Unlike load testing, which ensures that a system can handle what it's designed to handle, stress testing focuses on overloading the system until it breaks. A stress test determines how stable a system is and its ability to withstand extreme increases in load. For example, it can test the maximum number of requests from another service that a system can handle at a given time before performance is compromised and fails. Find this maximum to understand what kind of load the current environment can adequately support.

Determine the maximum demand you want to place on memory, CPU, and disk IOPS. After a stress test has been performed, you know the maximum supported load and an operational margin.

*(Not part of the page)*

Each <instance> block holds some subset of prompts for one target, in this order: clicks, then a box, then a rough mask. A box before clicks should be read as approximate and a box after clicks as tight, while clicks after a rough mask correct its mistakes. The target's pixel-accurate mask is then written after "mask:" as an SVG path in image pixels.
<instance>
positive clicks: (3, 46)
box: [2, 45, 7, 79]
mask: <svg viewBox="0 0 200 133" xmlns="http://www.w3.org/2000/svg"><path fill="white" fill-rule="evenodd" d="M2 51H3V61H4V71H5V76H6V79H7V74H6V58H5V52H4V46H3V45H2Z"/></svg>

It's best to choose an operational threshold so that scaling can be performed before the threshold has been reached.

Once you determine an acceptable operational margin and response time under typical loads, verify that the environment is configured adequately. To verify the configuration, make sure the SKUs that you selected are based on the desired margins. Be careful to stay as close as possible to your margins. Allocating too much can increase costs and maintenance unnecessarily. Allocating too few can result in a poor user experience.

In addition to stress testing through increased load, you can stress test by reducing resources to identify what happens when the machine runs out of memory. You can also stress test by increasing latency (for example, the database takes 10 times longer to reply, writes to storage takes 10 times longer, and so on).

Multi-region testing

A multi-region architecture can provide higher availability than deploying to a single region. If a regional outage affects the primary region, you can use Front Door to use the secondary region. This architecture can also help if an individual subsystem of the application fails.

Test the amount of time it would take for users to be rerouted to the paired region so that the region doesn't fail. To learn more about routing, see Front Door routing methods. Typically, a planned test failover can help determine how much time would be required to fully scale to support the redirected load.

Configure the environment based on testing results

Once you have performed testing and found an acceptable operational margin and response under increased levels of load, configure the environment to sustain performance efficiency. Scale out or scale in to handle increases and decreases in load. For example, you might know that you encounter high levels of traffic during the day and low levels on weekends. You can configure the environment to scale out for increases in load or scale in for decreases before the load actually changes.

For more information on autoscaling, see Design for scaling in the Performance Efficiency pillar.

Note

Ensure that a rule has been configured to scale the environment back down once load drops below the set thresholds. This action helps save you money.